Consuming sweet basil: the health benefits
Basil contains two important, health-giving substances, flavonoids and volatile oils.
Flavonoids are famed for their antioxidant properties, as well as their medicinal role in the protection against a range of cancers.
In recent years, both food manufacturers and consumers have become more interested in the health-giving effects of flavonoids. Though no concrete physiological evidence is yet available, the beneficial properties of a range of foods and beverages – including herbs and teas – have been attributed to their high flavonoid content.
Basil flavonoids possess important anti-bacterial properties, which can provide protection against unwanted bacterial growth.
The volatile oils found in Thai basil also inhibit bacterial growth, fight inflammation and contain high levels of vitamin A, which supports cardiovascular health.
Sweet basil is also a fabulous source of manganese, vitamin K, copper and vitamin C, which support organ and cardiovascular health, cell regeneration and immune system function.
How – and how often – should I eat basil?
Basil is a fragrant, versatile herb, which can be added to a wide variety of dishes. Basil enhances the flavour of Thai and Mediterranean cuisine in equal measure. In order to protect the fragile micronutrients inherent in basil, it’s best to add it to a dish towards the end of cooking. Remember, basil stalks contain nourishment too, and can be blended or chopped into sauces such as pesto and bolognaise, and juices and smoothies too!

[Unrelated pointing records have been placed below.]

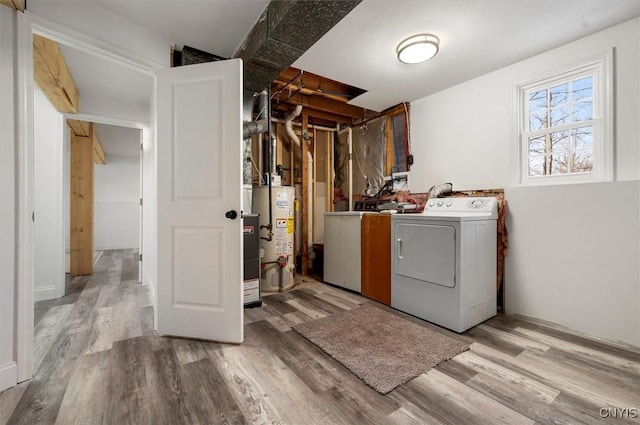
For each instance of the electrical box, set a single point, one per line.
(251, 260)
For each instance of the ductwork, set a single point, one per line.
(284, 31)
(288, 125)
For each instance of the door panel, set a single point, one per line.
(426, 252)
(199, 180)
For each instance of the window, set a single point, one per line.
(564, 126)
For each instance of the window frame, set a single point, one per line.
(601, 67)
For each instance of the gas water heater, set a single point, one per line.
(276, 251)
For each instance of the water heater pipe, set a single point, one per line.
(288, 125)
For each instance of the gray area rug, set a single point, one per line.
(382, 349)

You can eat basil as often as you like! It’s flavour, though delicate, can prove overpowering, however, so it’s best to limit servings to a handful of leaves. Remember, opt for fresh, organic basil wherever possible.
Sweet basil: a nutritional profile
Basil is a fantastic source of source of vitamin K and manganese; a very good source of copper, vitamin A, and vitamin C; and a good source of calcium, iron, folate, magnesium, and omega-3 fatty acids.